Тимофей снова и снова проверял и перепроверял свои расчеты. В них всё было правильно. А сбой произошёл. И следовало понять причину. Без этого нельзя двигаться дальше, потому что, не выявив причину сбоя, они становились заложниками повторения сбоя в будущем, на орбите, что куда опаснее и чревато жертвами. В конце концов, он договорился о встрече с Келдышем, чтобы и тот ещё раз перепроверил расчеты. Мстислав Всеволодович, пожурив Чумакова за неоправданные сомнения, лишь подтвердил их правильность. Но это не значило, что можно успокоиться, сбой-то был.

Обстоятельства складывались так, что, опередив на шаг, а то и на два, американцев в создании пилотируемых космических аппаратов, страна стала отставать по искусственным спутникам. А это и разведка, и связь, и в недалёком будущем космическое оружие. Что-то не пошло. На каждый наш запуск американцы отвечали целой серией. Строчили, как из пулемёта. Вот и опять; стоило нам 10-го декабря запустить «Космос-51», как американцы тут же в ответ выстрелили десятью; один из них будет висеть в космосе целых тридцать лет, а ещё два – аж сто. Мы же «Космос-52» сможем запустить лишь в конце первой декады. Это угнетало, но выпускать не готовую продукцию было смерти подобно.

Тимофей понимал, что в этой запарке он всё время должен быть где-то рядом с Сергеем Павловичем. Эту готовность Тимофея разделить ответственность Главный конструктор ценил. Хотя, кто с Чумакова спросит? Его ТАМ – палец в вверх; с некоторых пор всем понятный жест – даже не знают толком. Отвечать ему, Королёву. Ему всё время, даже несмотря на успехи последних лет, приходилось отбиваться от нападок конкурентов – и не столько от них, сколько от тех, кто поддерживал их позицию на самом верху. На Сергее Павловиче, как ни крути, до сих пор лежала печать ГУЛАГа. Не так много было людей, с которыми можно разделить и радости успеха, и огорчения провала. Тимофей же был безоговорочно предан ему и верил в его звезду. Только один раз они не поняли друг друга. Это случилось во время создания первого отряда космонавтов. Тимофей Чумаков тоже подал заявление на зачисление в отряд. Туда набирали только лётчиков, но у него был шанс: за плечами аэроклуб и удостоверение пилота. Но тогда Королёв сказал «нет» и объяснил это коротко и просто: «Если кто-то из отряда не подойдёт, мы в авиационных полках всегда найдём замену, а тебе замены нет, на твоих плечах успех большого дела. Не полетишь никогда.
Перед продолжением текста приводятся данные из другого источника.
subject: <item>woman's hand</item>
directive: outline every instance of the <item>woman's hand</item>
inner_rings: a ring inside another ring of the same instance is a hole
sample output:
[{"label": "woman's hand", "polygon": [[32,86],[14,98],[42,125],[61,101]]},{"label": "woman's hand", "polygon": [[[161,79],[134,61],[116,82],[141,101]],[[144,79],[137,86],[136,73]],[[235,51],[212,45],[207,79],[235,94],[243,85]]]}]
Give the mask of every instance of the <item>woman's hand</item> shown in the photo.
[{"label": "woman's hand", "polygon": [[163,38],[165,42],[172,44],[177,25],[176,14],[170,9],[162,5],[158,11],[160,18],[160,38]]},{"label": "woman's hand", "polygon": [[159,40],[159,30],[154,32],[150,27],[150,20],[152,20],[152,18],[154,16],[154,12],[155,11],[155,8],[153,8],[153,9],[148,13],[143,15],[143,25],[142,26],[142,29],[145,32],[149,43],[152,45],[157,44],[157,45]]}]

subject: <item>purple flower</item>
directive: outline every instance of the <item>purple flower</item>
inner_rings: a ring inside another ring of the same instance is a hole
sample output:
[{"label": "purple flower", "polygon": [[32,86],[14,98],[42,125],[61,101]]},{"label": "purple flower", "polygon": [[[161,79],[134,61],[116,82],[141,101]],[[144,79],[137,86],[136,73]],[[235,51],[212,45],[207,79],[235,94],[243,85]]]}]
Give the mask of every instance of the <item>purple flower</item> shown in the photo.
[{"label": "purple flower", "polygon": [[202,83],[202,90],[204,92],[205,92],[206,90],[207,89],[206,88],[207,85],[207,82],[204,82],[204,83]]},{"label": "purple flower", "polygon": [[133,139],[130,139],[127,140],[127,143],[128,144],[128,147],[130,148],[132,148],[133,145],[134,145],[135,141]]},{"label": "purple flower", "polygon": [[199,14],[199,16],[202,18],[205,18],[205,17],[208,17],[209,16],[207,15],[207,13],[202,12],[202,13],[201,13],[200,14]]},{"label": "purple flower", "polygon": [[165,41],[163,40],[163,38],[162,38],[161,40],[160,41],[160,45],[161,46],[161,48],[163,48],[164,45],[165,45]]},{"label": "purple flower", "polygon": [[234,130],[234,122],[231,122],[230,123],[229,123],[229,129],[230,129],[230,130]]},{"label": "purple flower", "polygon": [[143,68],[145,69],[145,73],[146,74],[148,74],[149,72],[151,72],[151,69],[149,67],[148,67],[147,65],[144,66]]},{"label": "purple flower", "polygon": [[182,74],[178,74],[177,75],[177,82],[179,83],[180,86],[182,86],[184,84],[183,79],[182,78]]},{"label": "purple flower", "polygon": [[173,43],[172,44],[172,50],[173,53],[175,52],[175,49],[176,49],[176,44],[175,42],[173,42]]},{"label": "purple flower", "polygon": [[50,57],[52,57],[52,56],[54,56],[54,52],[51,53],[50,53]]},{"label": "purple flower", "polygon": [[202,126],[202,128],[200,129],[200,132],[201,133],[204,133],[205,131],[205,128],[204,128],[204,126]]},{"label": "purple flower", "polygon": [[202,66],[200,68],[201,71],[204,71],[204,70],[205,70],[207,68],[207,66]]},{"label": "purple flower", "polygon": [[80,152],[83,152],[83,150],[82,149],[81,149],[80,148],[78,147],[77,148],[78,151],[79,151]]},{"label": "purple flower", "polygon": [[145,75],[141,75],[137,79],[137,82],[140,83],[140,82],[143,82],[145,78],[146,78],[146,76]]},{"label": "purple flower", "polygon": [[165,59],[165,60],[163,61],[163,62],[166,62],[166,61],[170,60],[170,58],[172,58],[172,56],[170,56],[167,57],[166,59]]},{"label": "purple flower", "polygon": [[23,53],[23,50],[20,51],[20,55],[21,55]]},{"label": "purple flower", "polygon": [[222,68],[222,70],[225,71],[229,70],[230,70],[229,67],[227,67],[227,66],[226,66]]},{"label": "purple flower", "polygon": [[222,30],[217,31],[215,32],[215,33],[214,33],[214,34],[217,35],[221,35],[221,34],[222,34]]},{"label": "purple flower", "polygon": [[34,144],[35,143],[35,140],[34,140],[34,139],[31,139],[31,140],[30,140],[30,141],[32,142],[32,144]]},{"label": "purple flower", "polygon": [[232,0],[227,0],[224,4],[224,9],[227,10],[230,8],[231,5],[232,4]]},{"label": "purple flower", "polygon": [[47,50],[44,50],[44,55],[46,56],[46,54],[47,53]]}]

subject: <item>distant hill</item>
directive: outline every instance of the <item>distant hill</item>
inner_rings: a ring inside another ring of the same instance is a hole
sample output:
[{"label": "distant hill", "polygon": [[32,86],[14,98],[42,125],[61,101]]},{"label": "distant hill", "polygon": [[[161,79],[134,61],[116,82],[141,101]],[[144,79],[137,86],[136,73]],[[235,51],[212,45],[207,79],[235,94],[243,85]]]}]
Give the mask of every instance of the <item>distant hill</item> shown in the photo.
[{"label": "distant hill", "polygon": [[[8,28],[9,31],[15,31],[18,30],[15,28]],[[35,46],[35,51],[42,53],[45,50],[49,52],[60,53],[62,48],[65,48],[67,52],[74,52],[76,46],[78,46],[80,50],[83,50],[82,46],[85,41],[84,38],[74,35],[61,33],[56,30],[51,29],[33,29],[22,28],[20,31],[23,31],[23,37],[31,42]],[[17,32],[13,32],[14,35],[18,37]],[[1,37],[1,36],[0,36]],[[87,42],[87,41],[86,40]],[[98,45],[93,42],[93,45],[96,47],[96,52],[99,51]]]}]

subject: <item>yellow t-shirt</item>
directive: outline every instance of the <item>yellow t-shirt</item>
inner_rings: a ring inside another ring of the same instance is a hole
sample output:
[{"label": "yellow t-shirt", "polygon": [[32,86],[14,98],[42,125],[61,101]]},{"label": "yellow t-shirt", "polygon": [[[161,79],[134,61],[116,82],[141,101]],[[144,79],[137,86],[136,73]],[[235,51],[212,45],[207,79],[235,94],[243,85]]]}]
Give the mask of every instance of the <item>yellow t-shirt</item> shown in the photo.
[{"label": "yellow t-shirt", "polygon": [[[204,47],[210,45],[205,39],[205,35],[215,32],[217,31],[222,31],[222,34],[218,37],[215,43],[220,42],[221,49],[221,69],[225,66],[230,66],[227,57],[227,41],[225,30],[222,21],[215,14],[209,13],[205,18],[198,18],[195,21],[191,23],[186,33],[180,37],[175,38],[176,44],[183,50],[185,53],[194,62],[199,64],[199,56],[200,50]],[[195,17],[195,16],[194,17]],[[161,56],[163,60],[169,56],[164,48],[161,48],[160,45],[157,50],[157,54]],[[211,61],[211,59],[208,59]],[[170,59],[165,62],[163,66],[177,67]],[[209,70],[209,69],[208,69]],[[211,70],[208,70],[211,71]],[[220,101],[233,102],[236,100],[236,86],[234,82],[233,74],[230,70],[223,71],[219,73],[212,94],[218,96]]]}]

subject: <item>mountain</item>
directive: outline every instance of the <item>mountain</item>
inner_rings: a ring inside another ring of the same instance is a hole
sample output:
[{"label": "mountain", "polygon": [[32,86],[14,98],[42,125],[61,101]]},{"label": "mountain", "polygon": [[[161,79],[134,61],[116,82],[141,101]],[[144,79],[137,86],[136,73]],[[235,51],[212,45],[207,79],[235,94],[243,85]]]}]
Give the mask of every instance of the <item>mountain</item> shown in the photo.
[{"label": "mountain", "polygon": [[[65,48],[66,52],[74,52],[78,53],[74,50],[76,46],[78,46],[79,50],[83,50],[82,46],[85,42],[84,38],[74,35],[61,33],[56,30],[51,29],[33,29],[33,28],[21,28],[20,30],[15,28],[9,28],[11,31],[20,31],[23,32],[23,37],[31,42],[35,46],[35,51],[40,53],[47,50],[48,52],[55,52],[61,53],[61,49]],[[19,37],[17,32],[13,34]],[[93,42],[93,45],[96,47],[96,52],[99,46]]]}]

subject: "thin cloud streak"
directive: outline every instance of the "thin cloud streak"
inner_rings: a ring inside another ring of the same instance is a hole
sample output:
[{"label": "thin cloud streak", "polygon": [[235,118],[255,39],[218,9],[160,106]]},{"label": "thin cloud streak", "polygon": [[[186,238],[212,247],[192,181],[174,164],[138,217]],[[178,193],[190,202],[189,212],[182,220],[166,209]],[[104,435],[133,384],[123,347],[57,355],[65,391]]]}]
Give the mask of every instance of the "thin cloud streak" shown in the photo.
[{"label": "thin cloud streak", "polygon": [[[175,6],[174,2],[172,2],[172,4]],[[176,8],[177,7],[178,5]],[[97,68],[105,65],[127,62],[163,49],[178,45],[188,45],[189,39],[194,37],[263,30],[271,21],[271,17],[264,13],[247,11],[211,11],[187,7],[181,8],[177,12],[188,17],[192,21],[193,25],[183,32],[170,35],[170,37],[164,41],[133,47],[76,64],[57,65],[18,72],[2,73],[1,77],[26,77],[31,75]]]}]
Точка!» Недолго держал Тимофей обиду на шефа, очень скоро понял: Сергей Павлович прав. Да и работы было выше крыши – не до обид.


Когда, наконец, Тимофей появился в Хлебном переулке с цветами, коробкой конфет и бутылкой шампанского, его там уже не ждали. После некоторой суеты с устройством стола каждый занял своё место, пробка «выстрелила» в потолок – он сделал это так ловко, что не пролилось ни капли пенистой влаги, – и Тимофей разлил вино по бокалам. Галина Матвеевна обратила внимание, какие у него сильные руки. Обычно, если шампанское хорошо остыло, пробка не так-то легко давалась, её приходилось раскачивать и с натугой извлекать из горлышка; а их гость проделал это так, словно и не прилагал к тому усилий.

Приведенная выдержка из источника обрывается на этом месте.